Future Works#
Improving Accessibility, Efficiency, and Scalability#
One of the key focus areas for future works is to improve the accessibility, efficiency, and scalability of the ACDEA.
Accessibility: To improve the accessibility of the ACDEA, we plan to develop APIs and a more user-friendly interface that can provide researchers with streamingly updated data. This will enable researchers to access the data they need more easily and quickly.
Efficiency: In the next stage, we plan to improve the overall performance of the ETL (extract, transform, load) process for the ACDEA. This will involve migrating the data processing progress to a more powerful server, implementing multithreading, and using MPI (message passing interface) to increase the efficiency of data transfer.
Scalability: In order to enhance the scalability of the ACDEA, careful consideration will be given to the dynamic nature of the data sources and the study of ontology. Special attention will be devoted to improving the fault tolerance of the system, ensuring its resilience against failures and errors.
It is worth noting that the resource entity plays a crucial role in the ACDEA, as it inherits the complex structure of the library archive. Therefore, careful consideration will be given to determining whether the resource entity should retain the same level of information and structure as found in the original library archive. This decision will require thoughtful design in order to create a more scalable ACDEA that can seamlessly adapt to changes in the format and structure of the data sources.
Experimental Integration (Record Unification)#
While the cultural data has been integrated at a structural level, there is still room for finer integration at a unit record level to better utilise the ACDE data, which is called “Record Unification”. It is common to find many duplicated records existing across the integrated data. For instance, records under the same organisation name might have different information that can be integrated into a single record. Another typical circumstance is records with different person names but referring to the same person, which are common within the same data source and across other data sources. It should not be ignored that some data sources might cite data originated from the other data sources, for instance, CircuzOz cites the CircusOz performance data from AusStage.

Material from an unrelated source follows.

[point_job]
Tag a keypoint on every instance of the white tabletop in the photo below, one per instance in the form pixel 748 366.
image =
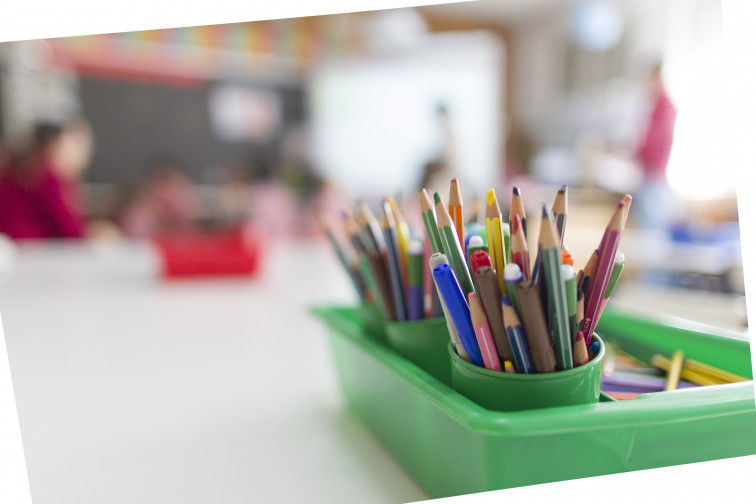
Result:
pixel 134 389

Given the complexity of the situation, managing duplication detection should serve as a key area of focus for future works.
Identify more implicity data#
Implicit data refers to the data that is not explicitly mentioned or labeled but can be inferred from existing data. For example, a person’s gender, date of birth and relationships (with other people) may not be explicitly mentioned in the attributes, but can be inferred from the biography of the person and other contextual information. Therefore, in the future works, efforts will be made to identify more implicit data and integrate them into the ACDE data.
Integrate with more data sources#
ACDE currently integrates cultural data from five data sources. However, there are still many other sources of cultural data that have not yet been integrated into ACDE. For example, some interesting data sources that we have discovered are listed in More Interesting Works and Cultural Data Sources.
In future work, efforts will be made to integrate more data sources and develop a more scalable data integration life cycle that can adjust to data from different data models. This will not only enrich the cultural data in ACDE but also provide researchers with a more comprehensive and diverse cultural insight for their analysis.